Herkes salona doğru yürüdüğünde ben de peşlerinden salona girdim. Herkes buradaydı. Azra, Erim ve Bora neşeyle birbirlerine bir şeyler anlatıyorlardı. Uğur ve Hülya bir köşede sohbet ediyordu. Angelina'ysa Azra'nın hemen yanında uyuyakalmıştı.

İçeri giren dört kişi herkesin dikkatini çekmişti. Kısa bir sessizliği ilk bölen Bora oldu.

"Ooo, Seçkin doktor! Azra bak bu komşumuz doktor Seçkin."dedi Bora ayaklanıp. Bora'nın Seçkin'i her gördüğünde kendini suçlu hissedip böyle kibar davranması Uğur'u güldürüyordu.

"Memnun oldum doktor Seçkin."dedi Azra.

"Ben de memnun oldum. Hiç ayaklanmayın, rahatsız olmayın. Herkese merhaba, Kaya'yla biraz konuştuk beni davet etti. Konuşacaklarınıza dahil olmamı istedi. Bilirsiniz ya...belki bir yararım dokunur diye..."dedi Seçkin. Böylesine tuhaf konuşması Aslı'nın yüzünü buruşturmuştu.

"Daha fazla girişte duracak mısın yoksa izin verirsen içeri girecek üç kişi var."dedi Aslı. Seçkin özür dilercesine kenara çekildiğinde Aslı, Anka ve ben içeri girdik. Aslı tekli koltuğa otururken Anka Uğur ve Hülya'nın yanına geçmişti. Ben de Angelina'ya doğru ilerleyip genç kadının yanına oturdum.

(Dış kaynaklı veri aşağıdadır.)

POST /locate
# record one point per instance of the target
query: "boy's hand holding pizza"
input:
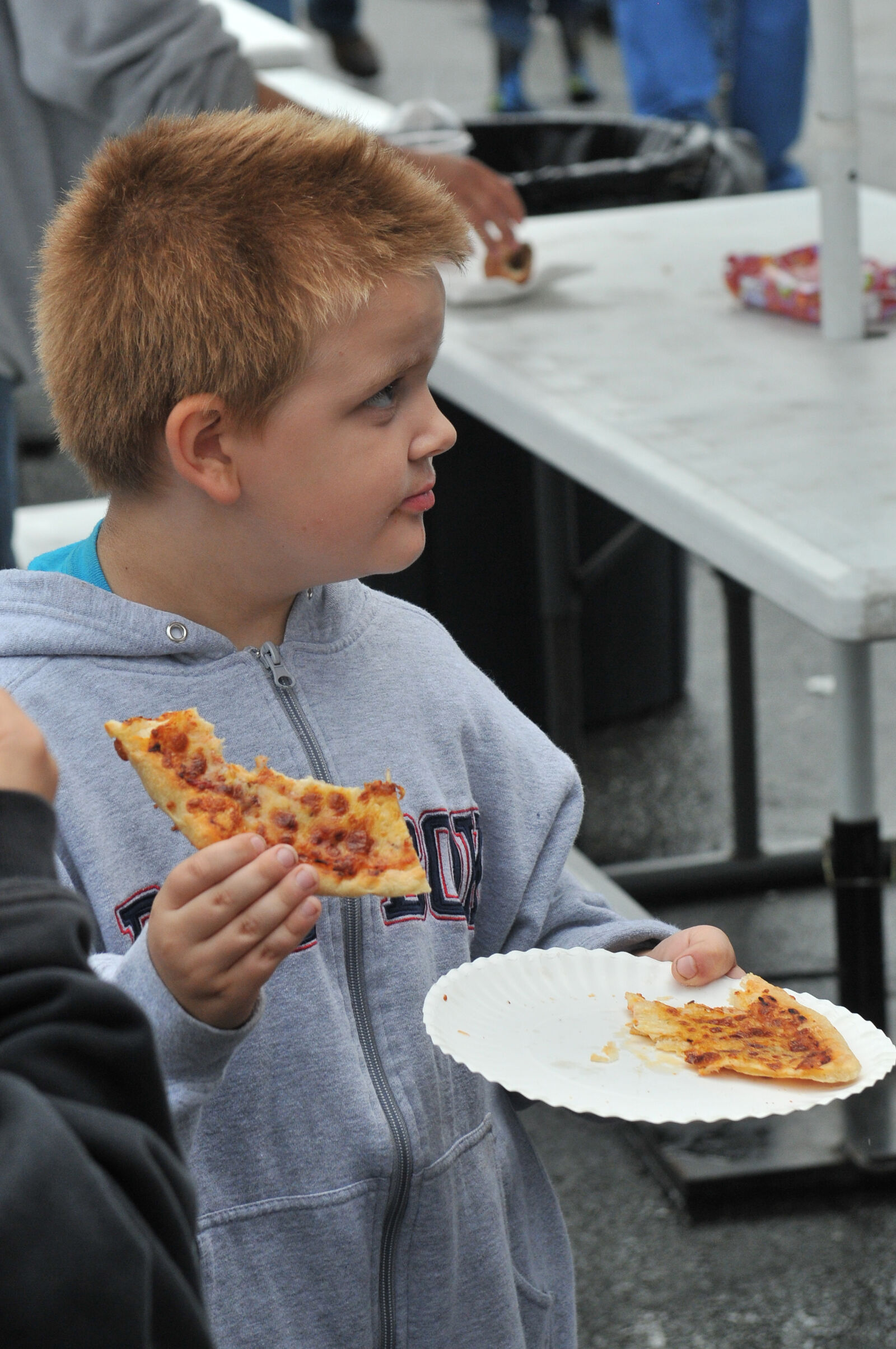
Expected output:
(26, 764)
(225, 921)
(698, 955)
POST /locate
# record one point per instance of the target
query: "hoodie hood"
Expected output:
(50, 614)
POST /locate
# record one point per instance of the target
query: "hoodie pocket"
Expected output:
(463, 1291)
(297, 1271)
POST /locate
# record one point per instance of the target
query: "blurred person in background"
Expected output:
(732, 63)
(96, 1208)
(72, 74)
(511, 22)
(353, 49)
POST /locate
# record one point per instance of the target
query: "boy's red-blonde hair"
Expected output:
(206, 255)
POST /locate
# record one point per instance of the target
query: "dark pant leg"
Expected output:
(334, 17)
(572, 17)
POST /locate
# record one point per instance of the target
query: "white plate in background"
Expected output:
(531, 1021)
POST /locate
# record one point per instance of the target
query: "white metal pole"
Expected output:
(855, 731)
(837, 129)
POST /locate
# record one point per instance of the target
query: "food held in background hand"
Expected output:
(355, 837)
(511, 261)
(766, 1034)
(788, 284)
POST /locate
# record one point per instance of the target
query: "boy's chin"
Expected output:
(403, 553)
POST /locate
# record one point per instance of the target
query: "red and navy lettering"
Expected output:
(131, 915)
(450, 846)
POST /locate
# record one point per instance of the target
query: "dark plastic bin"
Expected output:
(567, 161)
(479, 574)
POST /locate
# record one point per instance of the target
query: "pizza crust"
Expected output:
(511, 261)
(357, 838)
(764, 1034)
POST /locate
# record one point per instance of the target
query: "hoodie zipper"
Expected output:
(354, 946)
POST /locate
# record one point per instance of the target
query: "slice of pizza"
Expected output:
(513, 262)
(355, 837)
(766, 1034)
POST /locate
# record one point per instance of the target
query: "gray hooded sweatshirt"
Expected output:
(357, 1188)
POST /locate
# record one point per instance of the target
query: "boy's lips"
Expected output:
(420, 501)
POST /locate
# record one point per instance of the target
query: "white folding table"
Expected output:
(740, 435)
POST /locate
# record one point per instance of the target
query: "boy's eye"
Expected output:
(384, 398)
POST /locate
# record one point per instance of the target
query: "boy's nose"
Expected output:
(439, 435)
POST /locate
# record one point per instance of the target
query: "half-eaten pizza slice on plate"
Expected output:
(764, 1034)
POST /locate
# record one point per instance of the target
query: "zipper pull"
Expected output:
(270, 659)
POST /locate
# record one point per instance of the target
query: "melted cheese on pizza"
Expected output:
(766, 1034)
(355, 837)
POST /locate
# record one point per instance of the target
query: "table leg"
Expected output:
(739, 617)
(856, 863)
(559, 604)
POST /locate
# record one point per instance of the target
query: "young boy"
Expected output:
(251, 389)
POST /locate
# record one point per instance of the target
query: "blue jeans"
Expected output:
(511, 21)
(8, 469)
(673, 60)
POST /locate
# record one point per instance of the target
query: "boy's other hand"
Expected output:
(698, 955)
(26, 764)
(485, 196)
(225, 921)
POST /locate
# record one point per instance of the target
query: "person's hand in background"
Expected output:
(26, 764)
(486, 197)
(490, 202)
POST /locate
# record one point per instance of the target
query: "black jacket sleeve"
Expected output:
(96, 1209)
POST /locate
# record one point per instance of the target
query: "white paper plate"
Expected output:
(469, 285)
(532, 1020)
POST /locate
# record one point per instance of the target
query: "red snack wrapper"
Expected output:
(788, 284)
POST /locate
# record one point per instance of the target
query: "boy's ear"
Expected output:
(195, 435)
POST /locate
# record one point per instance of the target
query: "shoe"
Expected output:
(511, 96)
(355, 54)
(581, 87)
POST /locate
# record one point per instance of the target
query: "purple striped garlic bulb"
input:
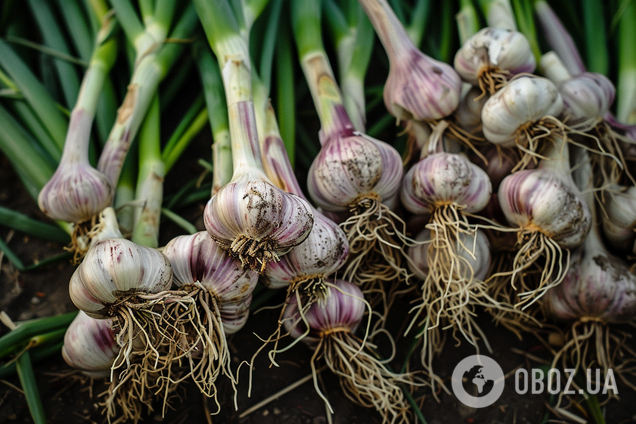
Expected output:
(443, 179)
(197, 260)
(90, 345)
(492, 56)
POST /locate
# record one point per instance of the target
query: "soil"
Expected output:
(71, 398)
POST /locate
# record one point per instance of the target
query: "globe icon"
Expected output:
(474, 378)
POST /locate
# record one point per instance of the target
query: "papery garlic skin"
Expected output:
(197, 258)
(350, 167)
(421, 88)
(251, 211)
(587, 96)
(597, 286)
(343, 307)
(89, 345)
(322, 253)
(541, 200)
(468, 113)
(115, 268)
(520, 103)
(494, 49)
(476, 255)
(443, 179)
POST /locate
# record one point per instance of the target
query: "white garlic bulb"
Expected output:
(445, 178)
(89, 345)
(117, 269)
(322, 253)
(494, 52)
(197, 258)
(474, 249)
(512, 110)
(587, 96)
(351, 166)
(542, 200)
(257, 222)
(76, 192)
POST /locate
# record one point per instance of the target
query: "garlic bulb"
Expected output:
(322, 253)
(351, 168)
(468, 113)
(540, 200)
(619, 219)
(418, 87)
(76, 192)
(509, 115)
(445, 178)
(89, 345)
(255, 221)
(587, 96)
(492, 56)
(474, 249)
(115, 271)
(328, 328)
(197, 259)
(598, 286)
(249, 217)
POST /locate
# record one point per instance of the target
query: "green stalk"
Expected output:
(25, 331)
(148, 72)
(28, 119)
(318, 73)
(25, 158)
(217, 115)
(35, 94)
(199, 122)
(23, 223)
(150, 180)
(286, 100)
(77, 25)
(38, 354)
(232, 52)
(626, 88)
(595, 36)
(498, 14)
(29, 384)
(525, 19)
(354, 45)
(419, 17)
(467, 20)
(67, 76)
(184, 124)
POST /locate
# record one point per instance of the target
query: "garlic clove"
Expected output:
(257, 222)
(351, 167)
(89, 345)
(492, 56)
(114, 269)
(540, 200)
(421, 88)
(343, 307)
(322, 253)
(587, 96)
(518, 105)
(198, 258)
(442, 179)
(75, 193)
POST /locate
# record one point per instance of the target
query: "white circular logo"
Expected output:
(482, 377)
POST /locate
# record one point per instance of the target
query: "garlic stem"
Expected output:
(151, 66)
(390, 30)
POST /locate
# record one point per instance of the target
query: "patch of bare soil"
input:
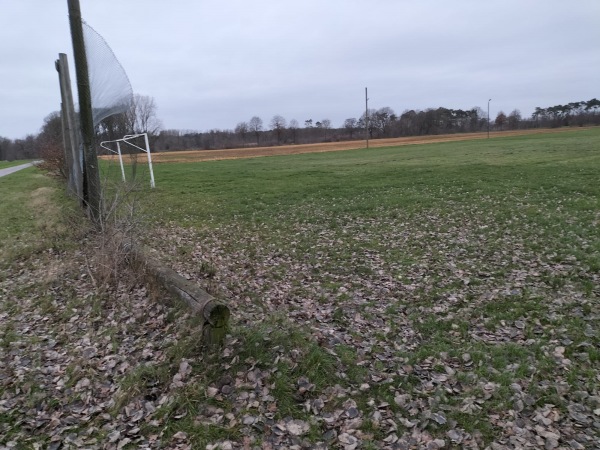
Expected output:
(254, 152)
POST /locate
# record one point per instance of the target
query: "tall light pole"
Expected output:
(367, 116)
(489, 117)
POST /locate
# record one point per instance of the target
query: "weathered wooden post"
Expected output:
(91, 176)
(70, 133)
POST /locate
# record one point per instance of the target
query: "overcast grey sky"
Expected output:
(211, 64)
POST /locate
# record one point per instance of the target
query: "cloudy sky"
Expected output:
(214, 63)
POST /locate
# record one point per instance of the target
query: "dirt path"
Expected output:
(254, 152)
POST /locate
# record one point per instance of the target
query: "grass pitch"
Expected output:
(450, 288)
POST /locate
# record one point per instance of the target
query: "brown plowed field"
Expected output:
(254, 152)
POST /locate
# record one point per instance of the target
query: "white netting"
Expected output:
(109, 85)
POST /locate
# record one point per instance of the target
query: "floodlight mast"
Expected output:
(489, 117)
(367, 116)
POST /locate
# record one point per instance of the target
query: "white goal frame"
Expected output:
(126, 140)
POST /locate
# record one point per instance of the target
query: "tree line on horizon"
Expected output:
(380, 123)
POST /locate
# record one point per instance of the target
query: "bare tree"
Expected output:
(141, 117)
(278, 124)
(255, 126)
(50, 144)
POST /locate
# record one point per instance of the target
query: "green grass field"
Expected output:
(452, 278)
(428, 296)
(6, 164)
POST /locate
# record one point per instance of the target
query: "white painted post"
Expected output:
(152, 185)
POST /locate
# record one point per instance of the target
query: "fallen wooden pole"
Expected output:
(215, 314)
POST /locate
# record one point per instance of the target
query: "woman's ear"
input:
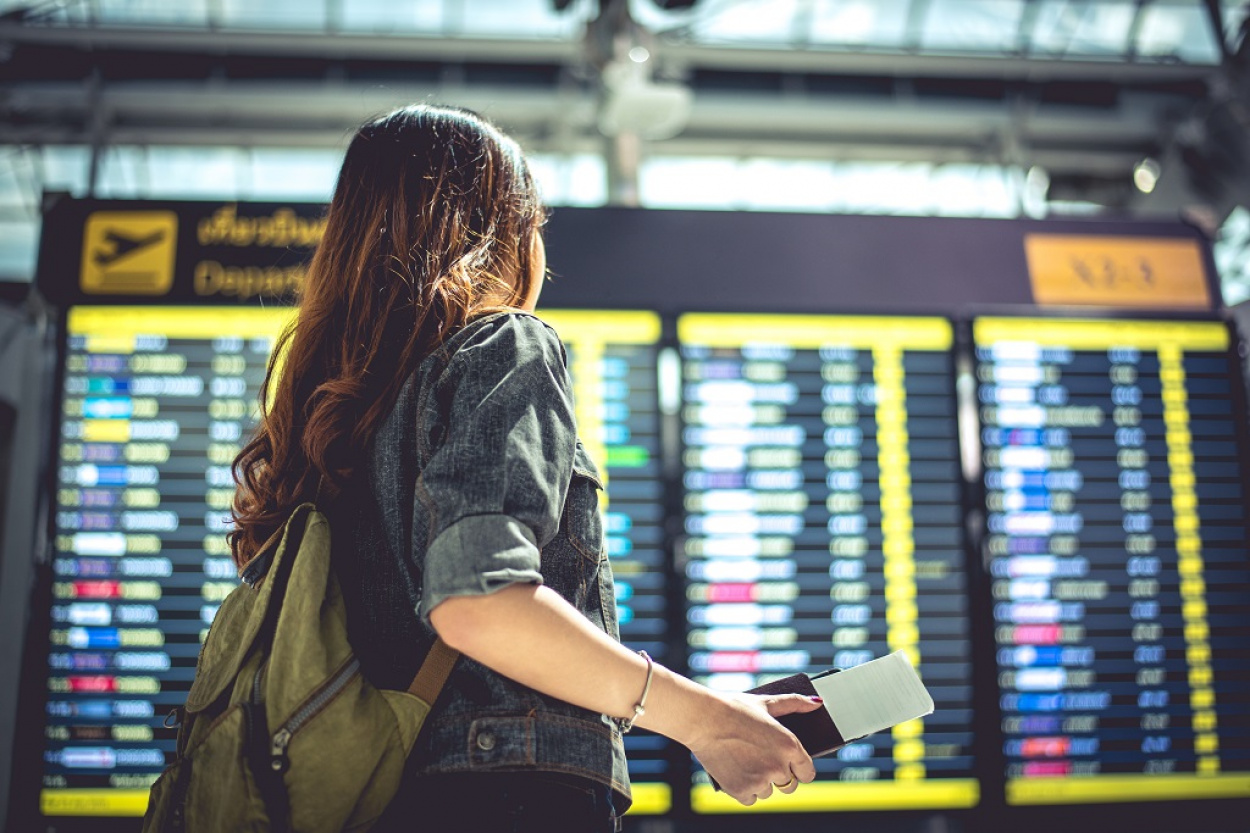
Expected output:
(538, 272)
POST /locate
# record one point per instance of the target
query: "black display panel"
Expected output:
(824, 527)
(156, 403)
(1116, 540)
(613, 358)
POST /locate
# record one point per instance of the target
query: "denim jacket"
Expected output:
(476, 480)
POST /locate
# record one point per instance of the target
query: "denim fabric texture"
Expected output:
(514, 802)
(475, 482)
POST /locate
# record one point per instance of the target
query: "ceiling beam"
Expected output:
(674, 55)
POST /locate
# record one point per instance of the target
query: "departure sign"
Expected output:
(1118, 542)
(824, 528)
(156, 404)
(613, 362)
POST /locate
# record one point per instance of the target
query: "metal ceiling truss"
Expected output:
(138, 85)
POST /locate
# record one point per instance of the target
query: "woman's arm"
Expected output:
(533, 636)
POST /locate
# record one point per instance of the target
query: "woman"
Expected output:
(421, 400)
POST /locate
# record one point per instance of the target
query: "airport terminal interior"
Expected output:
(905, 328)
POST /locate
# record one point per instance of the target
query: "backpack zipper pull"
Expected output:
(278, 759)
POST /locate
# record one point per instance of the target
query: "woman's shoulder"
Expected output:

"Angel...uyan."diye fısıldadım omzunu okşayarak. Genç kadın gözlerini araladı ve birkaç saniye boş bakışlarla beni süzdükten sonra gülümsedi.

"Merhaba Kaya Sözeri."dedi kanepede doğrulup gerinerek. O doğrulunca bana da yer açılmıştı. Yanına oturup kapı girişinde öylece kalan Seçkin'e baktım. Genç adam çekinerek Aslı'nın yanına gidip koltuğuna yaslandı ve ayakta durdu. Aslı Seçkin'in dibine girmesinden hiç hoşlanmamıştı.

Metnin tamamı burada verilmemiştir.